My experience in writing seminar has benefited not only my writing but also my general outlook on issues that surround us all. One of the major issues I had at the outset of the class was finding good topics to write on. This lack of thought provoking issues prompted me to start reading the newspaper (almost) everyday. This is something that has benefited me throughout my college experience especially because I am a Government and Law Major which focuses so much on the issues of today. Skimming the front page of the New York Times has helped me since I came to Lafayette. Doing this everyday benefits me with not only the information but also helps me get ready for class. Just by reading a few articles over a cup of coffee every morning I get myself mentally prepared to come to class and contribute. But I am forced to ask why do I read the paper? I read the paper because it is work. Reading the paper has a direct correlation, in my mind, to my grade. Reading the newspaper is characteristic of my relationship with reading up to this point.
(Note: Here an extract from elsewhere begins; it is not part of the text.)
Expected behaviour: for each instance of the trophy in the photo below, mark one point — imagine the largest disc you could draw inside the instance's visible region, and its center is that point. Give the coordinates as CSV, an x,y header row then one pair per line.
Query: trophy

This is to say that I read for school almost exclusively. Reading has not become a major aspect of my life and it is a troubling reality. Every single one of my classes requires around 100 pages of reading a week and these texts are not necessarily the most stimulating pieces of literature. I often find myself having to read things over and over again in order to comprehend the texts at the level expected in a Lafayette classroom. Reading has become nothing more then a task and that is a sad realization. I see everyday examples of people, such as my parents, who consider the time they get to read the best part of their day. This is something I recognize as an issue and I am trying to work on that, but when you take four classes in which you are expected to read between 50 and 100 pages a week it becomes hard to disassociate reading with work.

Look for example at the syllabus of any class at Lafayette. The amount of reading expected to be completed by every student is staggering.

245 Syllabus 2013-13

These realizations have made me consider Mark Edmundson’s Who are You and What Are You Doing Here?  This piece, presented to an incoming class of college freshman, takes a similar stance to what I have experienced in my relationship with, not only reading, but education in general.

Edmundson proposes education, not as some inherent value of college, but rather an experience that must be actively pursued in college in order to be achieved. It is not something that will occur in four years at college. Too Edmundson higher education has simply become another check on the job application, a means to an end. That end being a job, or med school, or law school. I completely agree with Edmundson, students have become obsessed so much with getting to the real world that the real world of college, the true value, has been lost.